The past few days when I access TAM on my iphone I find that probably half the time the thread I'm trying to go to gets hijacked. For example, I go to a thread or my notifications page and before the page can totally load, an ad takes over the URL and then my App Store opens.
_Posted via Mobile Device_


----------



## arbitrator (Feb 13, 2012)

SurpriseMyself said:


> The past few days when I access TAM on my iphone I find that probably half the time the thread I'm trying to go to gets hijacked. For example, I go to a thread or my notifications page and before the page can totally load, an ad takes over the URL and then my App Store opens.
> _Posted via Mobile Device_



*And it's really starting to be a royal pain in the a$$!*
_Posted via Mobile Device_


----------



## SurpriseMyself (Nov 14, 2009)

arbitrator said:


> *And it's really starting to be a royal pain in the a$$!*
> _Posted via Mobile Device_


And yes, it's getting to be a royal pain in the arse!
_Posted via Mobile Device_


----------



## CantePe (Oct 5, 2011)

I'm having a similar problem with Tapatalk app. The ad pops up when I am about to move to the next page and I end up tapping the ad instead. It's been happening for months and it's driving me crazy.


----------



## SurpriseMyself (Nov 14, 2009)

CantePe said:


> I'm having a similar problem with Tapatalk app. The ad pops up when I am about to move to the next page and I end up tapping the ad instead. It's been happening for months and it's driving me crazy.

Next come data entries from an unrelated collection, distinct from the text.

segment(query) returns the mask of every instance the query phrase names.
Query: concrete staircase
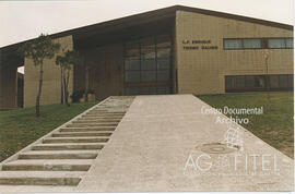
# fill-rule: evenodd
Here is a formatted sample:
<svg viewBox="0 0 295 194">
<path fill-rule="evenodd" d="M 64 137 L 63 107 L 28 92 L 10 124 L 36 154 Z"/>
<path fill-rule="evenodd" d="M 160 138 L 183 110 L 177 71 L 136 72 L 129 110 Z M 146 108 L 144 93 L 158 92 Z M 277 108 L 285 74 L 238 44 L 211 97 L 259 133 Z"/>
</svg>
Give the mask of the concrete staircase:
<svg viewBox="0 0 295 194">
<path fill-rule="evenodd" d="M 0 184 L 78 185 L 133 97 L 109 97 L 1 162 Z"/>
</svg>

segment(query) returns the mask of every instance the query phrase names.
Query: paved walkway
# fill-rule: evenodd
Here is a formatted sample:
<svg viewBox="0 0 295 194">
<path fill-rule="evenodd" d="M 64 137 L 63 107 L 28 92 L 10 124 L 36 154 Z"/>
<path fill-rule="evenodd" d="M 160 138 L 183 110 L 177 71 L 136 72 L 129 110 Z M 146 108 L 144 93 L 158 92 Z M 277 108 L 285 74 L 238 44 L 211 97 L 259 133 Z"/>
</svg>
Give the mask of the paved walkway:
<svg viewBox="0 0 295 194">
<path fill-rule="evenodd" d="M 138 96 L 76 191 L 293 191 L 294 161 L 243 128 L 243 151 L 205 154 L 229 124 L 202 107 L 192 95 Z"/>
<path fill-rule="evenodd" d="M 192 95 L 137 96 L 78 185 L 0 190 L 293 191 L 293 159 L 237 124 L 216 122 L 225 116 L 203 114 L 209 108 Z M 229 126 L 243 132 L 243 144 L 234 148 L 223 144 Z"/>
</svg>

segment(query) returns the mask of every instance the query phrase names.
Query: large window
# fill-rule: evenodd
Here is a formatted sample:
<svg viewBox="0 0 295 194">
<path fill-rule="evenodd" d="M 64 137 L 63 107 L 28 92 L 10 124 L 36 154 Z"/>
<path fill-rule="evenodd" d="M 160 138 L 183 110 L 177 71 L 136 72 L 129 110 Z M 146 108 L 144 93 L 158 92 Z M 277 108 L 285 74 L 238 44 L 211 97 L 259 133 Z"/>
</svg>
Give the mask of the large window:
<svg viewBox="0 0 295 194">
<path fill-rule="evenodd" d="M 293 74 L 226 75 L 225 92 L 292 90 Z"/>
<path fill-rule="evenodd" d="M 225 50 L 293 49 L 293 38 L 225 38 Z"/>
<path fill-rule="evenodd" d="M 169 94 L 172 38 L 160 35 L 125 44 L 127 95 Z"/>
</svg>

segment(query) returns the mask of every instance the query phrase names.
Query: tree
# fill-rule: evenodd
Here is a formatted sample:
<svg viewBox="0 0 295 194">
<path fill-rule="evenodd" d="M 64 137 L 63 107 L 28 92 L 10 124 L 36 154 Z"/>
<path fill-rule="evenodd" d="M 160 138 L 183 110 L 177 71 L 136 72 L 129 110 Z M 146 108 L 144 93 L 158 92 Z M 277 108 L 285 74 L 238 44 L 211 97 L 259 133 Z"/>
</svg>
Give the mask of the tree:
<svg viewBox="0 0 295 194">
<path fill-rule="evenodd" d="M 36 97 L 36 117 L 40 116 L 40 96 L 43 86 L 43 65 L 45 59 L 52 59 L 59 51 L 60 44 L 56 44 L 48 35 L 42 34 L 38 38 L 27 41 L 20 47 L 19 52 L 28 59 L 32 59 L 34 65 L 39 66 L 39 85 Z"/>
<path fill-rule="evenodd" d="M 61 98 L 64 97 L 67 106 L 69 104 L 69 80 L 72 65 L 81 63 L 82 59 L 78 51 L 67 50 L 62 56 L 57 56 L 56 64 L 60 66 L 61 71 Z M 63 100 L 61 100 L 63 102 Z"/>
</svg>

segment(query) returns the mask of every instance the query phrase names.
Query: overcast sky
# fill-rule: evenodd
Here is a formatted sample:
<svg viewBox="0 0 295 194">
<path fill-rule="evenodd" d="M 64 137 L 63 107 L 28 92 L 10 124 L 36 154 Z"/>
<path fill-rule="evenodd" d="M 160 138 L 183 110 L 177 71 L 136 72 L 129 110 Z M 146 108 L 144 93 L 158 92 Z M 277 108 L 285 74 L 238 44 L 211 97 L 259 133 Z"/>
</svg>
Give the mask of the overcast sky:
<svg viewBox="0 0 295 194">
<path fill-rule="evenodd" d="M 1 1 L 0 47 L 175 4 L 293 25 L 293 0 Z"/>
</svg>

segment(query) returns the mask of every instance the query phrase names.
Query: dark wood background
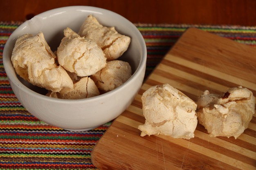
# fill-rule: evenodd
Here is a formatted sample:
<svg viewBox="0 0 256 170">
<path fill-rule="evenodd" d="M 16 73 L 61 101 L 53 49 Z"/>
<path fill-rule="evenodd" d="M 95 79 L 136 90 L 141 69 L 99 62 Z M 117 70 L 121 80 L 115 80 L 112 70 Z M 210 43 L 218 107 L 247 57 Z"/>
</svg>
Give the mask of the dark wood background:
<svg viewBox="0 0 256 170">
<path fill-rule="evenodd" d="M 45 11 L 85 5 L 133 23 L 256 26 L 256 0 L 0 0 L 0 21 L 24 21 Z"/>
</svg>

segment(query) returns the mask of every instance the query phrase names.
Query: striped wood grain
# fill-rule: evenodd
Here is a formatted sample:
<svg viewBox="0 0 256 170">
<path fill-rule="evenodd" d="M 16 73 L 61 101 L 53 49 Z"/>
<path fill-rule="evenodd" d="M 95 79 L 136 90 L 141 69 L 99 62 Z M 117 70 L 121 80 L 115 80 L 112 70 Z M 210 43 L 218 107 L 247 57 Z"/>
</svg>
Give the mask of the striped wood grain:
<svg viewBox="0 0 256 170">
<path fill-rule="evenodd" d="M 92 153 L 101 169 L 256 170 L 256 114 L 237 139 L 210 137 L 198 125 L 190 140 L 141 137 L 145 121 L 141 97 L 152 86 L 168 83 L 196 100 L 205 90 L 220 94 L 241 85 L 256 96 L 256 49 L 189 29 L 142 86 Z"/>
</svg>

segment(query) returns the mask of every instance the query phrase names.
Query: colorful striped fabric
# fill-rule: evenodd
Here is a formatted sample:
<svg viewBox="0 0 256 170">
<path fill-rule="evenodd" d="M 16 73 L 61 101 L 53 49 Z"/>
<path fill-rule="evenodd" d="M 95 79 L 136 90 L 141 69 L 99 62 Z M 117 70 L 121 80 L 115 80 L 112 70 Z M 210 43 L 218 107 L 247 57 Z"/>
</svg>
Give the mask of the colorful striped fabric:
<svg viewBox="0 0 256 170">
<path fill-rule="evenodd" d="M 97 170 L 91 161 L 90 153 L 111 122 L 87 132 L 65 130 L 32 116 L 13 94 L 3 67 L 2 53 L 9 37 L 21 24 L 0 22 L 0 169 Z M 256 46 L 254 26 L 135 24 L 147 46 L 146 77 L 188 28 L 198 28 Z"/>
</svg>

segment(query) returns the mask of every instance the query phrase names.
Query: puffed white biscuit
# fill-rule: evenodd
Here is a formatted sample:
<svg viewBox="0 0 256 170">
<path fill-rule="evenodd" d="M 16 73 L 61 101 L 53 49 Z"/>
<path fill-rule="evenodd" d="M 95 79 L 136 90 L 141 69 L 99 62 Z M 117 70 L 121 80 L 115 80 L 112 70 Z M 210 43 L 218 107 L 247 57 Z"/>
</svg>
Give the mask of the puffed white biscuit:
<svg viewBox="0 0 256 170">
<path fill-rule="evenodd" d="M 212 96 L 214 99 L 207 101 Z M 252 93 L 240 86 L 229 88 L 223 96 L 206 91 L 197 102 L 198 121 L 211 136 L 236 139 L 248 128 L 255 102 Z"/>
<path fill-rule="evenodd" d="M 194 137 L 197 125 L 197 105 L 168 84 L 152 86 L 141 97 L 145 124 L 138 129 L 141 136 L 155 134 L 175 138 Z"/>
<path fill-rule="evenodd" d="M 54 92 L 73 88 L 73 82 L 61 66 L 43 33 L 19 37 L 13 49 L 11 62 L 16 73 L 31 84 Z"/>
<path fill-rule="evenodd" d="M 101 49 L 90 40 L 80 37 L 69 28 L 57 50 L 58 61 L 65 69 L 86 77 L 100 71 L 106 64 Z"/>
<path fill-rule="evenodd" d="M 132 69 L 127 62 L 113 60 L 90 77 L 103 93 L 113 90 L 126 82 L 132 76 Z"/>
<path fill-rule="evenodd" d="M 58 93 L 49 91 L 46 95 L 59 99 L 80 99 L 99 95 L 99 91 L 93 81 L 90 77 L 85 77 L 74 83 L 74 88 L 71 90 L 64 88 Z"/>
<path fill-rule="evenodd" d="M 83 23 L 78 34 L 96 42 L 103 50 L 108 61 L 121 56 L 131 41 L 130 37 L 118 33 L 114 27 L 103 26 L 91 15 Z"/>
</svg>

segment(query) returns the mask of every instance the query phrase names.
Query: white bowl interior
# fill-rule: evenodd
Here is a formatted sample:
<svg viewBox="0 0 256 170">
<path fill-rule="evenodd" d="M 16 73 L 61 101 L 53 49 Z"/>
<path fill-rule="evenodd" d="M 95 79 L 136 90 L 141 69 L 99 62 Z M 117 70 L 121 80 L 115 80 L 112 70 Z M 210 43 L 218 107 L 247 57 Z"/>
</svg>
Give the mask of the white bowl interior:
<svg viewBox="0 0 256 170">
<path fill-rule="evenodd" d="M 44 95 L 46 93 L 46 90 L 33 86 L 17 76 L 11 60 L 12 50 L 15 42 L 19 36 L 28 33 L 36 35 L 40 31 L 42 31 L 44 34 L 46 41 L 53 51 L 54 51 L 56 50 L 61 39 L 64 36 L 64 30 L 67 27 L 69 27 L 75 32 L 78 32 L 83 21 L 87 16 L 90 14 L 92 14 L 96 17 L 102 25 L 107 26 L 115 26 L 118 32 L 131 38 L 131 43 L 128 50 L 119 60 L 126 61 L 130 63 L 132 67 L 133 75 L 132 77 L 124 84 L 110 92 L 91 97 L 90 99 L 76 100 L 79 101 L 79 102 L 81 103 L 86 102 L 87 101 L 91 102 L 92 100 L 97 100 L 97 99 L 100 99 L 103 96 L 105 96 L 103 97 L 105 97 L 107 99 L 107 95 L 113 95 L 113 93 L 117 93 L 118 91 L 121 90 L 122 87 L 126 86 L 128 86 L 126 85 L 129 83 L 134 84 L 134 82 L 135 82 L 135 80 L 133 79 L 137 79 L 139 80 L 138 82 L 137 86 L 139 87 L 141 86 L 142 81 L 141 79 L 143 79 L 145 74 L 146 60 L 146 49 L 143 38 L 137 28 L 130 21 L 118 14 L 106 9 L 92 7 L 72 6 L 58 8 L 42 13 L 35 16 L 31 19 L 26 21 L 17 28 L 10 36 L 4 50 L 3 54 L 4 65 L 13 91 L 15 93 L 17 91 L 18 92 L 16 93 L 24 93 L 26 95 L 27 94 L 27 96 L 26 97 L 24 96 L 24 95 L 22 96 L 20 96 L 21 95 L 21 94 L 16 94 L 22 104 L 29 111 L 31 110 L 31 112 L 32 114 L 39 119 L 43 119 L 43 121 L 49 124 L 63 128 L 72 129 L 73 128 L 72 124 L 74 124 L 74 123 L 71 123 L 70 126 L 65 126 L 60 125 L 60 124 L 65 124 L 65 122 L 63 123 L 61 122 L 60 124 L 56 124 L 58 123 L 56 122 L 56 121 L 54 123 L 51 122 L 49 119 L 54 119 L 53 118 L 49 117 L 45 119 L 43 116 L 41 116 L 40 115 L 40 113 L 34 113 L 35 112 L 33 111 L 34 109 L 30 108 L 31 107 L 30 104 L 29 104 L 28 105 L 27 102 L 23 99 L 23 98 L 34 97 L 37 99 L 38 101 L 43 100 L 46 102 L 46 104 L 49 101 L 52 103 L 56 102 L 56 104 L 70 104 L 72 103 L 74 104 L 74 100 L 71 102 L 70 100 L 51 98 L 45 96 Z M 141 75 L 142 74 L 143 74 L 143 76 Z M 21 84 L 20 82 L 22 84 Z M 138 90 L 138 87 L 135 89 L 136 91 L 134 93 L 137 93 Z M 38 95 L 38 93 L 43 95 Z M 133 95 L 133 96 L 129 97 L 132 97 L 135 95 L 135 94 Z M 124 104 L 126 106 L 127 105 L 127 103 Z M 26 107 L 27 106 L 29 106 Z M 42 109 L 43 109 L 43 108 Z M 82 108 L 81 110 L 82 110 Z M 46 110 L 45 111 L 47 111 Z M 78 111 L 78 113 L 79 111 L 81 112 L 81 110 Z M 56 110 L 56 112 L 57 112 L 57 110 Z M 58 114 L 57 113 L 56 114 Z M 45 114 L 45 115 L 47 115 L 46 113 Z M 81 113 L 78 114 L 81 115 Z M 116 117 L 117 114 L 116 113 L 115 115 L 115 116 Z M 47 115 L 47 116 L 50 116 Z M 58 118 L 59 118 L 58 115 L 56 116 L 57 116 Z M 67 119 L 70 119 L 70 121 L 72 122 L 72 119 L 74 119 L 74 121 L 79 119 L 78 117 L 73 117 L 67 116 L 67 119 L 63 120 L 63 121 L 66 121 Z M 108 121 L 113 118 L 115 117 L 109 117 L 106 119 L 106 121 Z M 93 117 L 91 118 L 93 119 Z M 58 121 L 61 121 L 61 120 Z M 102 124 L 103 121 L 100 121 L 100 123 L 99 122 L 98 124 Z M 106 122 L 107 121 L 106 121 Z M 100 124 L 94 124 L 93 125 L 96 126 L 100 125 Z M 86 127 L 83 127 L 81 125 L 77 125 L 76 127 L 74 127 L 74 129 L 76 130 L 90 128 L 90 127 L 88 126 L 90 126 L 89 125 Z"/>
</svg>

This isn't tapping the ad. It happens on loading the page.
_Posted via Mobile Device_


----------



## arbitrator (Feb 13, 2012)

SurpriseMyself said:


> This isn't tapping the ad. It happens on loading the page.
> _Posted via Mobile Device_


*Exactly!*
_Posted via Mobile Device_


----------



## Anon Pink (Jan 17, 2013)

It's happening on my iPad as well and it's driving me nuts!

Pages load slowly or the pages hang. It's been a constant issue today and I've tried both safari and Mozilla. Same problem so it's your site. Hasn't been a problem on other sites.

None of these things were ever an issue before this site was sold. Seems like accepting ad money has cheapened the integrity of the site. You'd think it would be made stronger with more capital.


----------



## Administrator (May 8, 2013)

Guys, like all ads when reporting it please give us a screenshot so we know what we're blocking please.

Thank you

Kyle


----------